We'd been invited to my friend's wedding. I wanted Mr. C to go and he grudgingly agreed.
However, as the date moved closer he began to hedge. On the day of the event, after I'd gotten all gussied up in a way I hoped would inspire him, I came into the living room to find him sitting in front of the TV in his sweats.
He'd decided not to go. He didn't even try to make up a good excuse as he'd done in the past. He just didn't "feel like it."
This is when I launched into my usual routine that had a lovely, predictable pattern. First I shamed him with "but, you saids" and "but, you shoulds" and "you nevers" and "you always's."
Then I cried. Then I threatened. Then I begged. Then I probably did a lot of other victim-y stuff. Then I slammed out of the house.
As I sat fuming in my car I remembered a 12-step program motto, "Keep your side of the sidewalk clean."
Sitting there I just couldn't see where any of this fell on my side of the sidewalk. So I prayed (which isn't easy for an agnostic such as I, but I decided to "act as if" I had faith in a Higher Power).
As I prayed I suddenly knew which part of this frustrating situation was mine. I felt the tension in my body seep away and my spirit soften.
I got out of the car, walked to the house and found my guy slumped where I'd left him.
Here's what I said:
"You know I want to get married. I know you don't want to get married. I wanted you to come with me to this wedding to see how happy my friend and her fiancé are.

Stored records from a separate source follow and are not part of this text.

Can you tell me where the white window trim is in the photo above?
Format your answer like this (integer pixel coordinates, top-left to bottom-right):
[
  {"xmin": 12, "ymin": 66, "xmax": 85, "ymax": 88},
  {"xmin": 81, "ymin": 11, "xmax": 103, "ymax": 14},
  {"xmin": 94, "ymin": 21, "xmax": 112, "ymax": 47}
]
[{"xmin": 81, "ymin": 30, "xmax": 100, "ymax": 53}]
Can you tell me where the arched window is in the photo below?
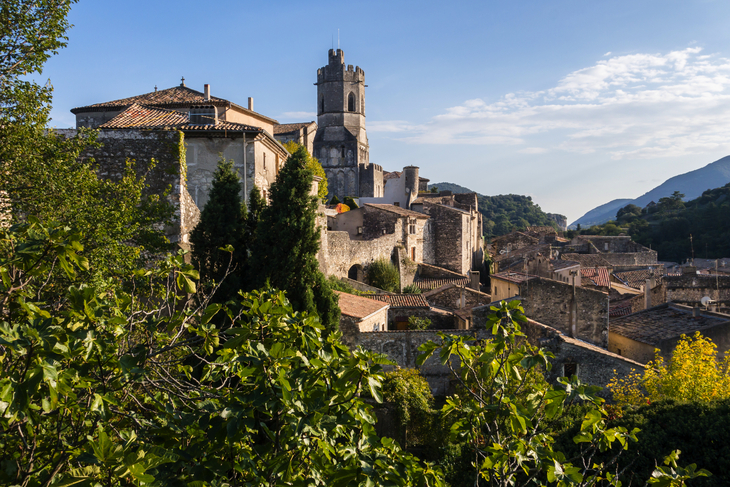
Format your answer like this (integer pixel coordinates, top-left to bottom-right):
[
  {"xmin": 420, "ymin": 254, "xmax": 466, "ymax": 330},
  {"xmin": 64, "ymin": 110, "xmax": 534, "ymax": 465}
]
[
  {"xmin": 348, "ymin": 92, "xmax": 356, "ymax": 112},
  {"xmin": 319, "ymin": 96, "xmax": 324, "ymax": 114}
]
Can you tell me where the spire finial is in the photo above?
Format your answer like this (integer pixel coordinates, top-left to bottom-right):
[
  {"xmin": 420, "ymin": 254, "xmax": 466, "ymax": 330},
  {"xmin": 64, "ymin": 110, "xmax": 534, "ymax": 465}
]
[{"xmin": 180, "ymin": 76, "xmax": 186, "ymax": 87}]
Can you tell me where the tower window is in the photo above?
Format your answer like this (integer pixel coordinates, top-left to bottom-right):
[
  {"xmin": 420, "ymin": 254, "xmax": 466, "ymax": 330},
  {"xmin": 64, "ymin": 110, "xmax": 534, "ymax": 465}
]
[
  {"xmin": 348, "ymin": 92, "xmax": 356, "ymax": 112},
  {"xmin": 319, "ymin": 96, "xmax": 324, "ymax": 114}
]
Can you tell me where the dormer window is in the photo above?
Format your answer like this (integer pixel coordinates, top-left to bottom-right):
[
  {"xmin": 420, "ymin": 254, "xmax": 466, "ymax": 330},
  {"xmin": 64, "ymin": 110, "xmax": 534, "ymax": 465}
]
[{"xmin": 189, "ymin": 106, "xmax": 216, "ymax": 125}]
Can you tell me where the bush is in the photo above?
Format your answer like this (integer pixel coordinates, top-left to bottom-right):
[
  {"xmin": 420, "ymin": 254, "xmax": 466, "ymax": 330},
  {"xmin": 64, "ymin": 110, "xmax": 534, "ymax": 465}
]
[
  {"xmin": 381, "ymin": 369, "xmax": 436, "ymax": 448},
  {"xmin": 329, "ymin": 195, "xmax": 341, "ymax": 205},
  {"xmin": 367, "ymin": 258, "xmax": 400, "ymax": 292},
  {"xmin": 402, "ymin": 283, "xmax": 422, "ymax": 294},
  {"xmin": 344, "ymin": 196, "xmax": 359, "ymax": 209},
  {"xmin": 408, "ymin": 316, "xmax": 431, "ymax": 330}
]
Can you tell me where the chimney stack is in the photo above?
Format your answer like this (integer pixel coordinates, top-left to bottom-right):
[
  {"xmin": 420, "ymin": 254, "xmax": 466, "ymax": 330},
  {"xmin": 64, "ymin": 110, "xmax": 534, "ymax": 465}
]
[
  {"xmin": 248, "ymin": 97, "xmax": 254, "ymax": 111},
  {"xmin": 204, "ymin": 84, "xmax": 211, "ymax": 101}
]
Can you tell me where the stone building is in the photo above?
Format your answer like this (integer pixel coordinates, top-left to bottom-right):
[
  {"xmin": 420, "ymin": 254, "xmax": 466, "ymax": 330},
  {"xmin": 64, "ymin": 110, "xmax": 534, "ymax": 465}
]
[
  {"xmin": 335, "ymin": 291, "xmax": 389, "ymax": 347},
  {"xmin": 609, "ymin": 303, "xmax": 730, "ymax": 363},
  {"xmin": 313, "ymin": 49, "xmax": 383, "ymax": 200},
  {"xmin": 273, "ymin": 121, "xmax": 317, "ymax": 155},
  {"xmin": 366, "ymin": 293, "xmax": 457, "ymax": 330},
  {"xmin": 71, "ymin": 82, "xmax": 289, "ymax": 210}
]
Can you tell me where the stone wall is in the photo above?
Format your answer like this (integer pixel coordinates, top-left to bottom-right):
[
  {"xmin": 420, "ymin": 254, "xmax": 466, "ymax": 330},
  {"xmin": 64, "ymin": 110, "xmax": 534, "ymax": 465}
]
[
  {"xmin": 65, "ymin": 129, "xmax": 199, "ymax": 247},
  {"xmin": 424, "ymin": 284, "xmax": 491, "ymax": 311},
  {"xmin": 665, "ymin": 275, "xmax": 730, "ymax": 306},
  {"xmin": 599, "ymin": 251, "xmax": 658, "ymax": 266},
  {"xmin": 357, "ymin": 329, "xmax": 488, "ymax": 395},
  {"xmin": 518, "ymin": 278, "xmax": 609, "ymax": 347},
  {"xmin": 387, "ymin": 306, "xmax": 457, "ymax": 330}
]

"I was hoping you'd see that marriage could be a really good thing and then I hoped that would make you want to marry me.
"So, that was my agenda for asking you to come to the wedding. I should've been more transparent about that. I'm disappointed you're not coming, but I'm going to go anyway."
Then I stood up and left.
I accepted reality completely and enjoyed my friend's wedding. Imagine my surprise when I arrived at the reception and my guy was there waiting for me.
Writing this now I feel a great deal of love for him. He tried to step out of his comfort zone to give me what I wanted, I believe because I took responsibility for my side of the sidewalk and when we do that we're living in grace. Let's repeat that.
"When we keep our side of the sidewalk clean in a relationship we are living in grace."
He didn't marry me. We did eventually break up because I realized I couldn't accept the stuff on his side of the sidewalk.
But, when we take responsibility for what is ours, our self-esteem grows and we learn to love and take care of ourselves.
And with that comes peace.
(This tool isn't just for love partners, it is also applicable to difficult bosses, in-laws, grown children and our accountant.)